A variety of plasma-based mechanisms have been proposed to explain the coherent radio emission observed in FRBs. These processes typically involve relativistic magnetized plasmas, such as those found near magnetars or in shocks, where collective plasma effects and radiative processes can lead to the generation of bright, short-duration radio pulses. One promising mechanism is coherent electromagnetic emission from relativistic magnetized shocks, where the shock propagates in an electron–positron plasma with high magnetization. These shocks generate X-mode polarized precursor waves through a synchrotron maser–like instability, with efficiencies and spectral features determined self-consistently via particle-in-cell simulations. The shocks can arise from magnetar flares driving relativistic outflows, and may convert a small fraction of their energy into coherent radio emission, consistent with observed FRB energetics. Another proposed mechanism is the electron cyclotron maser instability, which can be triggered when synchrotron cooling generates ring-shaped momentum distributions that are unstable to X-mode wave growth. This has been demonstrated in simulations of strongly magnetized plasmas where radiative losses sustain the coherent radio emission.

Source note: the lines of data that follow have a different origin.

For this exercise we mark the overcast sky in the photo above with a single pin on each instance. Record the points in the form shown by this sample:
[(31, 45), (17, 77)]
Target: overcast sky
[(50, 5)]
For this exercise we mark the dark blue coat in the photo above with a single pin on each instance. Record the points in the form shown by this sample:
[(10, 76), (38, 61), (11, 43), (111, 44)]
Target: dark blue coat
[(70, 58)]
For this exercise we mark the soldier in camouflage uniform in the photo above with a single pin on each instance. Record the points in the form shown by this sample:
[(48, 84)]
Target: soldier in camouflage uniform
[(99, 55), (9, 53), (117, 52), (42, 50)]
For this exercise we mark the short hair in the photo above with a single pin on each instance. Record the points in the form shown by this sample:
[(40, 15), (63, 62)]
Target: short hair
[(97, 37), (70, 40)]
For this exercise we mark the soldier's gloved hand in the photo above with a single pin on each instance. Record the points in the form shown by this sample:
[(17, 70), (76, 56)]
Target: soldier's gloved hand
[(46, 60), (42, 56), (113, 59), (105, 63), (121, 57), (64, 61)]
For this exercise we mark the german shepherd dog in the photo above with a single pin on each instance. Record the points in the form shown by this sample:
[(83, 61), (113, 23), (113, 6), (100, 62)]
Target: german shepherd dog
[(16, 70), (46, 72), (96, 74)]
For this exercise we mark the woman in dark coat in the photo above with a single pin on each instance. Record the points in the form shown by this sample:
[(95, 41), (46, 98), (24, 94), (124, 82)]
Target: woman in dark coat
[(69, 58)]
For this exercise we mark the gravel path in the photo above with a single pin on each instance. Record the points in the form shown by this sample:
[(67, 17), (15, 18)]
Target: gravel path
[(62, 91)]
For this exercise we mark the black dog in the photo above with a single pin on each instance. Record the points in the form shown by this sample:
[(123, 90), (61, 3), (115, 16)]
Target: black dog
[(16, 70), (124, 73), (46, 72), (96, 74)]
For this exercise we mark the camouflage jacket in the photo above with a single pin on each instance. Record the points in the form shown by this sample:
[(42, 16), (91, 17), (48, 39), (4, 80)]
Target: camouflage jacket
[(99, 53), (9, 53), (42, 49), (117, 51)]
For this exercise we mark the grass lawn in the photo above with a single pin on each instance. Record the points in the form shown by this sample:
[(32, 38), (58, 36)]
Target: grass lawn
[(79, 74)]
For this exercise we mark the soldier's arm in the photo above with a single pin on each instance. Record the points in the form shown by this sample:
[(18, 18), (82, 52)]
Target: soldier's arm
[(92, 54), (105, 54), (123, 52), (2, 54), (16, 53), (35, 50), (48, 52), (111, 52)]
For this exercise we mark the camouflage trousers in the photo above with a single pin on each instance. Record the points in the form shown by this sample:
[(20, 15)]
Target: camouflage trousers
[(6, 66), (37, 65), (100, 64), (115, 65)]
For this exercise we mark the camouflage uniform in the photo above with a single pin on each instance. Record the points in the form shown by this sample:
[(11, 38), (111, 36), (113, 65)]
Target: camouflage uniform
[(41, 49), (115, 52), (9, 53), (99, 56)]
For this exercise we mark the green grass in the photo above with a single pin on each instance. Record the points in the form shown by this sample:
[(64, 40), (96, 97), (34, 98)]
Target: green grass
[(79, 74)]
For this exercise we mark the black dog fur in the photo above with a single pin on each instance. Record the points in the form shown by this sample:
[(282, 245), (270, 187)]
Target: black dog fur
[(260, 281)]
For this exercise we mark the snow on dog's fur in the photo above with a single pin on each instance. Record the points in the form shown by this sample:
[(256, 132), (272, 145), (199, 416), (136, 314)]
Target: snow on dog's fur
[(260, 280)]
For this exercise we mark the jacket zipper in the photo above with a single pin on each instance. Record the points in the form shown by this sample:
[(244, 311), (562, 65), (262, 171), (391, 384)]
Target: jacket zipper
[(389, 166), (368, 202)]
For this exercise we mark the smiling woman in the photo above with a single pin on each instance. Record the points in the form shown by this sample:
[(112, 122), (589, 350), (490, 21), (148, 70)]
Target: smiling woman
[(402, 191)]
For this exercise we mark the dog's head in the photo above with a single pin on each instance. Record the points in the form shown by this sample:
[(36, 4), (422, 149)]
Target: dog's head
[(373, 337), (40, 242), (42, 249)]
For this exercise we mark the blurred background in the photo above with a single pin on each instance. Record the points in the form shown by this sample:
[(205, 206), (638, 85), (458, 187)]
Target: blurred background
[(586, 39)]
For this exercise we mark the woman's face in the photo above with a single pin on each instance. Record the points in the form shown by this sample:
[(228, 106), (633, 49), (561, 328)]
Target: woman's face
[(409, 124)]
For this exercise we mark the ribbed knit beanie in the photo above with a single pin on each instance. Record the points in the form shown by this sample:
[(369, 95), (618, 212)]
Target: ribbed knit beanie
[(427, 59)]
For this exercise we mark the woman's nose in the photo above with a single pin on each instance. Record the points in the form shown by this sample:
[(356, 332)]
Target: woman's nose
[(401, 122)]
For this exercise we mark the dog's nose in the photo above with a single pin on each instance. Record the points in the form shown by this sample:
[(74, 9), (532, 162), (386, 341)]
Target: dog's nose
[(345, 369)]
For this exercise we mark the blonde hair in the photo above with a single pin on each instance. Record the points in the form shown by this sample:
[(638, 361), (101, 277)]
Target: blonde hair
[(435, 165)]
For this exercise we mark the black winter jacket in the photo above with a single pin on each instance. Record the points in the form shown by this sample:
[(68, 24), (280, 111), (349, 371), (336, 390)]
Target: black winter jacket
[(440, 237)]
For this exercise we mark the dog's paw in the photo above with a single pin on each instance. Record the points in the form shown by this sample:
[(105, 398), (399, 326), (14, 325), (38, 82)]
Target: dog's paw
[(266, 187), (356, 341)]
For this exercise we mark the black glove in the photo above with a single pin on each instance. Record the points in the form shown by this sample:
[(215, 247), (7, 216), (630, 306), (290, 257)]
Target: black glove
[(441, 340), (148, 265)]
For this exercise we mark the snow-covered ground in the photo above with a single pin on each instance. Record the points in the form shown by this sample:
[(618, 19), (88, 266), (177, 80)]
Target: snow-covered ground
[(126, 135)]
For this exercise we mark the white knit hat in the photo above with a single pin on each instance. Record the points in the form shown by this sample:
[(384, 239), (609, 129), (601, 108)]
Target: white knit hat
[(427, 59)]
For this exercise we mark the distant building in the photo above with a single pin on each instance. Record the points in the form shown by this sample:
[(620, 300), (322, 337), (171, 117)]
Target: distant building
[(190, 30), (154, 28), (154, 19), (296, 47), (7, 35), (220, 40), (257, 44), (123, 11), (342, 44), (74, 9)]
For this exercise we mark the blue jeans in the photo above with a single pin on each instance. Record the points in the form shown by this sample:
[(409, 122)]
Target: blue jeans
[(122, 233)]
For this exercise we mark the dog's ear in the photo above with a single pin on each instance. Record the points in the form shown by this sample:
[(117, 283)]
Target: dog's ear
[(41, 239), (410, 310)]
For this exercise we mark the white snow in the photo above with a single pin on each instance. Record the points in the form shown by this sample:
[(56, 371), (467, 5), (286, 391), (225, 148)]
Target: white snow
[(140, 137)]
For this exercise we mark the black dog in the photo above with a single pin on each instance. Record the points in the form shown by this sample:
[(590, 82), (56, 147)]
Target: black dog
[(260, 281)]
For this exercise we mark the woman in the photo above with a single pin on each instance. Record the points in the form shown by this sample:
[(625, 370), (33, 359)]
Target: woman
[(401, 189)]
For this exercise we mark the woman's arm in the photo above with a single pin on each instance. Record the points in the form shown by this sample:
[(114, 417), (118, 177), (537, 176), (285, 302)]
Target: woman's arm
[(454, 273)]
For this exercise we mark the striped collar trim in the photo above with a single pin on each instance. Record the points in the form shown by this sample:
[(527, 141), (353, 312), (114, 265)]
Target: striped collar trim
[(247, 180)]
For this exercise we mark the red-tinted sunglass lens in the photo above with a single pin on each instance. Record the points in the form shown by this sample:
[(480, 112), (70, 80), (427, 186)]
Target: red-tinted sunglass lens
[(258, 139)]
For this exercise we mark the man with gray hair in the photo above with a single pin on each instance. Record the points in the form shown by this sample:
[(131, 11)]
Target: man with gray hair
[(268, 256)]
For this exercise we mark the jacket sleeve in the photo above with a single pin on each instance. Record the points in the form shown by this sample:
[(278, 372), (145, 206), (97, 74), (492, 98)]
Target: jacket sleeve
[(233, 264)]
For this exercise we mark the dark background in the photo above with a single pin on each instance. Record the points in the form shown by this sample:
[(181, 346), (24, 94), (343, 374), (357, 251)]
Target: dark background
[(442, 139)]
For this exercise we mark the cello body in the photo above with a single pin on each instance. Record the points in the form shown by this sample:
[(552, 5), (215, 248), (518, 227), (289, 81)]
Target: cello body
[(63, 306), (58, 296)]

Alternative models invoke coherent curvature radiation by bunched charges moving along curved magnetic field lines, often associated with magnetic reconnection near the surface or in the current sheet of neutron stars. In some versions, particle bunching is induced by plasma instabilities or perturbations in the magnetosphere. Other proposals include antenna-type mechanisms, where coherent structures in the plasma radiate collectively, and free electron laser -like processes driven by reconnection-generated particle beams in magnetized turbulence. In these models, particles interact with Alfvénic or electromagnetic wigglers and emit coherently via nonlinear Thomson or Compton-like scattering. Collectively, these plasma-based mechanisms aim to explain the high brightness temperatures, narrow-band spectra, and polarization features of FRBs, and are often framed within the magnetar scenario, although they may operate in broader astrophysical settings.